Since the 23 June, daily new case numbers in Delhi have started to tail off, with the toll on Tuesday down to 2,008. The capital’s deputy chief minister Manish Sisodia has said the figures, coming amid an increase in testing, suggest some neighborhoods may even be developing some “herd immunity”.
But Dr. Ray believes the capital needs a new localized lockdown “just to give breathing space for the healthcare system”, citing other large cities like Chennai which have done so after much smaller spikes in cases.
He says a rolling two-week return to stay-home orders would give the government time to boost capacity and save lives. “I think we need at least two weeks, and then if it really seems like things are back under control we can reopen it. [Meanwhile] get in more ventilators, more oxygen, and increase the ability of the healthcare system to deal with it.”
It’s not a view shared by Dr. Debashis Dhar, a senior critical care consultant at Sir Ganga Ram Hospital, even though he admits the hospital’s ICU “is full” and has been seeing large numbers of patients since early June. It was at Sir Ganga Ram that Lakhjeet Singh received his positive test, after which the family says they were unable to make contact with his doctors despite repeated attempts over the phone.
Dr. Dhar says the key is to tackle the stigma around treating Covid-19 patients, with wall-to-wall media coverage of the pandemic and the unprecedented nationwide lockdown having created “an element of fear” among hospital staff.
“The mortality of this pandemic is actually much less than what we saw with H1N1 (in 2009), but the disorder and fear associated with it this time is unparalleled,” he says. “We are hearing every day that this doctor or that nurse has died, it is the first news on every channel and in every paper.

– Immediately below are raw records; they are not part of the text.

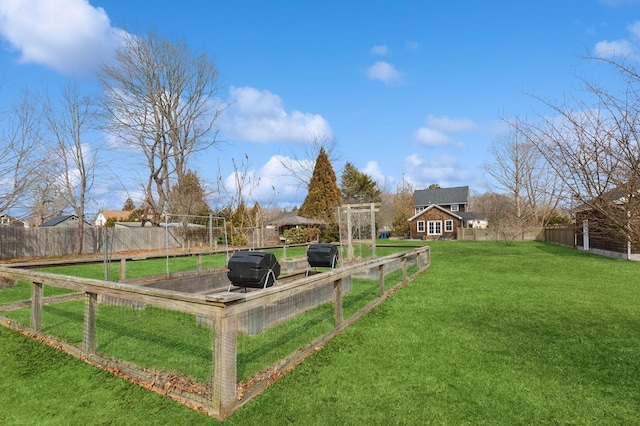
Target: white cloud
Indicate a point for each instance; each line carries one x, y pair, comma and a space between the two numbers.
373, 169
635, 29
615, 3
412, 45
385, 72
431, 137
423, 172
380, 50
70, 36
259, 116
270, 184
436, 131
451, 125
613, 48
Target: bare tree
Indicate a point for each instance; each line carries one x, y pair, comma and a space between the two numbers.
593, 145
160, 102
300, 164
522, 173
20, 135
234, 198
73, 158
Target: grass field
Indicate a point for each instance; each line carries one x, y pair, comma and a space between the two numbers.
524, 333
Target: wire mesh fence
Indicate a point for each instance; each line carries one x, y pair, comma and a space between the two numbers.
210, 349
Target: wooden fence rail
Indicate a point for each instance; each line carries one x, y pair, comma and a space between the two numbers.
224, 310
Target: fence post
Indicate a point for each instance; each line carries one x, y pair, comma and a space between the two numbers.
381, 279
337, 301
90, 310
36, 307
404, 268
225, 354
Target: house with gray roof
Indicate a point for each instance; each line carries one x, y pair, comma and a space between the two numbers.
439, 212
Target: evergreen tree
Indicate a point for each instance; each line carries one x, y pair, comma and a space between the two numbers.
358, 187
403, 206
324, 195
187, 196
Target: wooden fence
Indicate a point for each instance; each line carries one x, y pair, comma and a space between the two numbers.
50, 241
223, 312
563, 235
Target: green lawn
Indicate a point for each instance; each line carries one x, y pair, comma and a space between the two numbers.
492, 333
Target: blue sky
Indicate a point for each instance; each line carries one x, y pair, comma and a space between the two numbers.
408, 89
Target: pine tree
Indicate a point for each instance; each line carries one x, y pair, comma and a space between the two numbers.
403, 205
187, 197
324, 195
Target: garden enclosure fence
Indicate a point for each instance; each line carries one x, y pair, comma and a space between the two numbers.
212, 351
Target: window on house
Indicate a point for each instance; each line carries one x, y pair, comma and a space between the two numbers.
434, 227
448, 226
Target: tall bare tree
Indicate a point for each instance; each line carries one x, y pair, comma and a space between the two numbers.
520, 171
593, 144
160, 102
72, 158
19, 136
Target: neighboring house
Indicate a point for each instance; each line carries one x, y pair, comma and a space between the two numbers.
104, 215
64, 221
440, 211
598, 234
6, 220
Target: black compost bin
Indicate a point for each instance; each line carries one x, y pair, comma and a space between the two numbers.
322, 255
253, 269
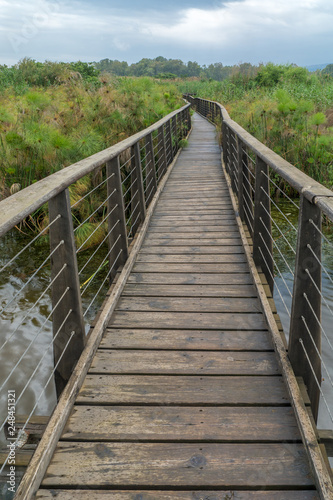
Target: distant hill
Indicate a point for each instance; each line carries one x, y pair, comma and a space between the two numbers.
314, 67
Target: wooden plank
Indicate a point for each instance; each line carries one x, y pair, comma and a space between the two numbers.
169, 423
189, 258
167, 267
164, 464
193, 228
160, 234
188, 320
192, 242
226, 215
179, 495
197, 249
183, 390
190, 279
132, 290
217, 340
184, 362
187, 225
190, 304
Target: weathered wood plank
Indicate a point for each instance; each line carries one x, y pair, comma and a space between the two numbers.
164, 464
186, 320
184, 249
217, 340
132, 290
221, 229
231, 232
192, 242
183, 390
180, 495
190, 279
189, 258
169, 423
190, 304
184, 362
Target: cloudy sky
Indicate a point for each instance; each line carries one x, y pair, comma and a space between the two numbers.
206, 31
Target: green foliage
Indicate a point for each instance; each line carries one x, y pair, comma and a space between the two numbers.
287, 108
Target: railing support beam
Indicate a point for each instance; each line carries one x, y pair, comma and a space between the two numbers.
67, 318
262, 231
305, 330
118, 244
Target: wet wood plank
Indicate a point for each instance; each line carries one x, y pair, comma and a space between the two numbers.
184, 363
179, 495
170, 267
190, 304
169, 423
180, 258
191, 250
190, 279
164, 464
138, 290
203, 241
183, 390
186, 320
136, 338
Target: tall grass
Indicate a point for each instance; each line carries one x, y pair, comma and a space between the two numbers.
287, 108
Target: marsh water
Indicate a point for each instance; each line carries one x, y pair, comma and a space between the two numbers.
26, 329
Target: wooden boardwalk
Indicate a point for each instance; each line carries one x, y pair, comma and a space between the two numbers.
185, 398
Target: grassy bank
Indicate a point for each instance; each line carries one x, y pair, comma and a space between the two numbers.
45, 128
287, 108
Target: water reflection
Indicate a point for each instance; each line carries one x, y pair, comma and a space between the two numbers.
285, 260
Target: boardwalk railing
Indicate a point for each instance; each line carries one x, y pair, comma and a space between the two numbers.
282, 247
101, 198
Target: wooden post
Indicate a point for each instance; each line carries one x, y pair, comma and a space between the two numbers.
262, 237
307, 291
138, 204
233, 161
188, 120
162, 159
151, 168
169, 141
116, 211
225, 144
241, 170
175, 134
63, 302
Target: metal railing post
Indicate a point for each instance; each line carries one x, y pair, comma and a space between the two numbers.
139, 202
305, 329
67, 317
117, 240
151, 168
169, 141
162, 152
241, 159
262, 231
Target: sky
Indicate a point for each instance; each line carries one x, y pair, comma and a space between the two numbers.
205, 31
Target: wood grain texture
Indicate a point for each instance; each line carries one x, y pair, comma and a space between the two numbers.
183, 390
166, 267
190, 278
216, 340
190, 304
132, 290
179, 495
169, 423
183, 362
162, 464
188, 320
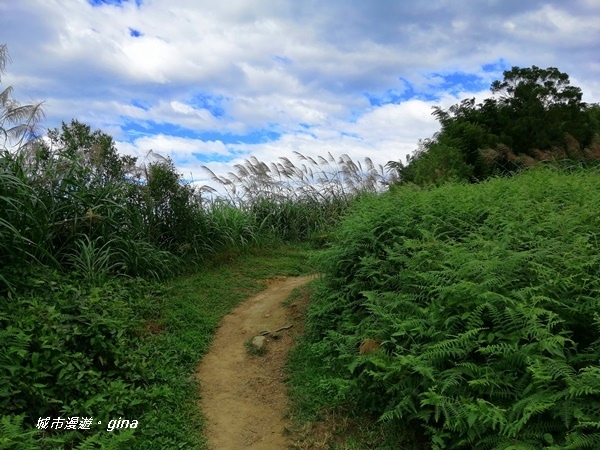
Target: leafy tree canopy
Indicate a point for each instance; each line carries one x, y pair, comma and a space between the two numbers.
535, 114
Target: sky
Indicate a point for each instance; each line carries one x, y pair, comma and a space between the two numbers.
216, 82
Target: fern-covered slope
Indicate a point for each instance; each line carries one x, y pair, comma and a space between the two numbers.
485, 301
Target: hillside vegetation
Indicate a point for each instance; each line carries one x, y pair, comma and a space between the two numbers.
469, 313
464, 316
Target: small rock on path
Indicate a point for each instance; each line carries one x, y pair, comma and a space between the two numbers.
243, 397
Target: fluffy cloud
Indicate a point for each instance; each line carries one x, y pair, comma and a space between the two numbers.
226, 80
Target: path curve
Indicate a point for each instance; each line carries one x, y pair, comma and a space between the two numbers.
243, 397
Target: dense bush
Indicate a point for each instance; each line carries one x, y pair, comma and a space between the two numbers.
72, 350
482, 303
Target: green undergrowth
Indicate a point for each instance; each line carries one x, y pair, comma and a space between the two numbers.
482, 302
124, 349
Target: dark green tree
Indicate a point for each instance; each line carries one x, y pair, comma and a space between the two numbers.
535, 114
538, 107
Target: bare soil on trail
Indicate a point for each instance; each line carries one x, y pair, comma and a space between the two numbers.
243, 396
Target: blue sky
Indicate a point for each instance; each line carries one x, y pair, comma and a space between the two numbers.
213, 83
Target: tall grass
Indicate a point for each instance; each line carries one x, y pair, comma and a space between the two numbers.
81, 227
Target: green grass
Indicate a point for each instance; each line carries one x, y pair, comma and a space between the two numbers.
192, 312
154, 337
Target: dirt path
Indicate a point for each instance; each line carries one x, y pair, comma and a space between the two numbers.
243, 396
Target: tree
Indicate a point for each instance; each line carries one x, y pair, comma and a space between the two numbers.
536, 114
18, 123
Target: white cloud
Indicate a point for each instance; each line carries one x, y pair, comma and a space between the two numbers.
280, 66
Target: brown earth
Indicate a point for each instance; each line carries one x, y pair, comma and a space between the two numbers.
243, 396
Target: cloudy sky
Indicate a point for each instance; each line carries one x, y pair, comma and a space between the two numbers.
214, 82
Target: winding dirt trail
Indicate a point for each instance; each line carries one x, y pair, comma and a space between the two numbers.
243, 397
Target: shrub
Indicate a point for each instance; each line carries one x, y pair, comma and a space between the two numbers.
484, 300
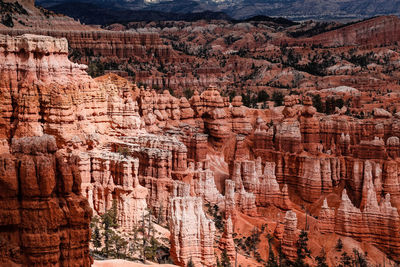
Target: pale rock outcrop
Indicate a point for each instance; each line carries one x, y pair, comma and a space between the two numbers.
192, 234
226, 242
290, 235
326, 219
44, 219
114, 177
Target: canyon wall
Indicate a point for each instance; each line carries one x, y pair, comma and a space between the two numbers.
44, 219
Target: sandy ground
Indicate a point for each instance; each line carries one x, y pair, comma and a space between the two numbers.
123, 263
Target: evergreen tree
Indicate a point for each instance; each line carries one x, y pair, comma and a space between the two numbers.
317, 103
271, 257
339, 245
321, 259
359, 259
225, 261
345, 260
96, 238
278, 98
190, 263
302, 249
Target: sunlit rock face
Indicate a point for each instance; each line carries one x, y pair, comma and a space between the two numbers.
44, 219
148, 150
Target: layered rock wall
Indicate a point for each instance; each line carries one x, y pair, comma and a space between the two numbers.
44, 219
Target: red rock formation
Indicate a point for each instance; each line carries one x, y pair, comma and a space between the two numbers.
226, 241
379, 30
192, 234
290, 235
376, 223
44, 219
326, 219
288, 135
309, 127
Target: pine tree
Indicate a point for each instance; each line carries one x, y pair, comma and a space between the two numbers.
321, 259
271, 256
96, 238
225, 261
302, 249
190, 263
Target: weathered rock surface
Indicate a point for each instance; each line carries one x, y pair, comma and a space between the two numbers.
192, 234
44, 219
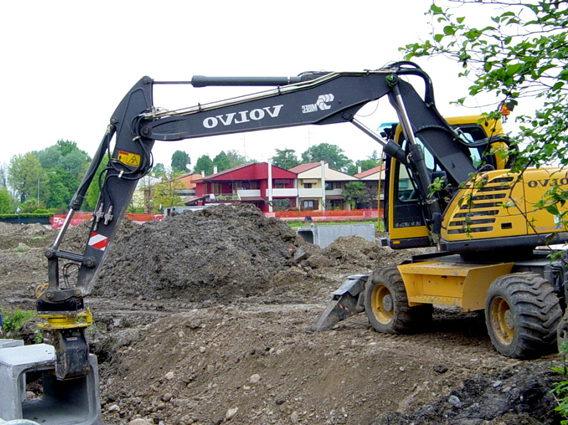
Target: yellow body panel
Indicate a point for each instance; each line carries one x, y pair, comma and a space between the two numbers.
499, 204
450, 283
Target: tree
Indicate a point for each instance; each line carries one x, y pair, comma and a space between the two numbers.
159, 170
65, 165
331, 154
164, 194
285, 158
237, 159
24, 173
180, 162
365, 164
522, 52
6, 202
222, 162
204, 165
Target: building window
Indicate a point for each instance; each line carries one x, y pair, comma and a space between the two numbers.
308, 205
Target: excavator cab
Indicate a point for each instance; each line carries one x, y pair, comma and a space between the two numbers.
482, 140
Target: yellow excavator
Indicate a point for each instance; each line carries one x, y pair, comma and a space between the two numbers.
448, 187
492, 252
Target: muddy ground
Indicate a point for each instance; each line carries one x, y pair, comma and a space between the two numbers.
202, 319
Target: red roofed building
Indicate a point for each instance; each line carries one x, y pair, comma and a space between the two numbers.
374, 180
265, 186
320, 187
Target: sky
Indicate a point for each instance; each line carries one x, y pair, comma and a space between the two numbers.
67, 64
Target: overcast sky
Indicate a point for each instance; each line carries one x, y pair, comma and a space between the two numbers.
67, 64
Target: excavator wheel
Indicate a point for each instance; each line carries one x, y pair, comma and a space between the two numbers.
386, 304
522, 313
562, 335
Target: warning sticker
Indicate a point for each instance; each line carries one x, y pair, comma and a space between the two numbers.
127, 158
98, 241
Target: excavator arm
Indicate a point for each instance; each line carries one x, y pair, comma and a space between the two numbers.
311, 98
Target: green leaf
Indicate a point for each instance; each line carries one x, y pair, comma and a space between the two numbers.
436, 10
552, 209
449, 30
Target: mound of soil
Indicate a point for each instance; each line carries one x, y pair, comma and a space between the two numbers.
219, 253
201, 319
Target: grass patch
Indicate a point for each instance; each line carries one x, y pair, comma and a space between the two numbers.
15, 319
295, 224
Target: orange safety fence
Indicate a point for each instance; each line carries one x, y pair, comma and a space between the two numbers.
57, 221
330, 215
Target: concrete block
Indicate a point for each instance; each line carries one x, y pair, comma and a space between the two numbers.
7, 343
71, 402
326, 235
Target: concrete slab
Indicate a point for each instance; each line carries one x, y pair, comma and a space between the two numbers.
326, 235
72, 402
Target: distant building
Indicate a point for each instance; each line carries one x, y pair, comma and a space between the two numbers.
262, 184
320, 187
374, 180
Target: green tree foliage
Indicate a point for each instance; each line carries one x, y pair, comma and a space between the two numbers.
331, 154
3, 176
65, 165
237, 159
159, 170
204, 164
164, 194
24, 173
6, 202
520, 52
180, 162
366, 164
222, 161
285, 158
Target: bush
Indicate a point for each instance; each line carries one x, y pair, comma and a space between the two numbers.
14, 320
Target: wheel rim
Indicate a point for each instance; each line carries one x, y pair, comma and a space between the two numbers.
382, 304
502, 321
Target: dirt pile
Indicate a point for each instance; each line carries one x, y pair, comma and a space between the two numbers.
217, 253
201, 319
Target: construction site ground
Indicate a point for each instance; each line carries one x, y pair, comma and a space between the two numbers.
202, 319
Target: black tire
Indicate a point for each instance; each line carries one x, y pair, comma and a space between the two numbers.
522, 313
386, 304
562, 335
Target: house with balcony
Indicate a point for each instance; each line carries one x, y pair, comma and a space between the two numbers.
320, 187
374, 180
262, 184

“That is why the care might have suffered, why it might be suffering in every place. A paradigm shift has happened where people are more bothered about their own safety rather than the care they are giving to the patient.
“This is really a matter of shame for all of us.”
For Lakhjeet Singh’s family, the experience of the past weeks has left them vowing never again to put their lives in the hands of Delhi’s healthcare system. They have bought medicines, equipment, oxygen tanks – “everything except for a ventilator” and set up their own “hospital at home”.
“The healthcare system forgot we existed,” Manpreet says. “I think every country is reacting in a different way, and India is reacting in this way, by alienating people. Whenever you say the word COVID suddenly you are no longer part of a system or a society. We felt we cannot depend on the healthcare system – so let’s just do everything for ourselves.”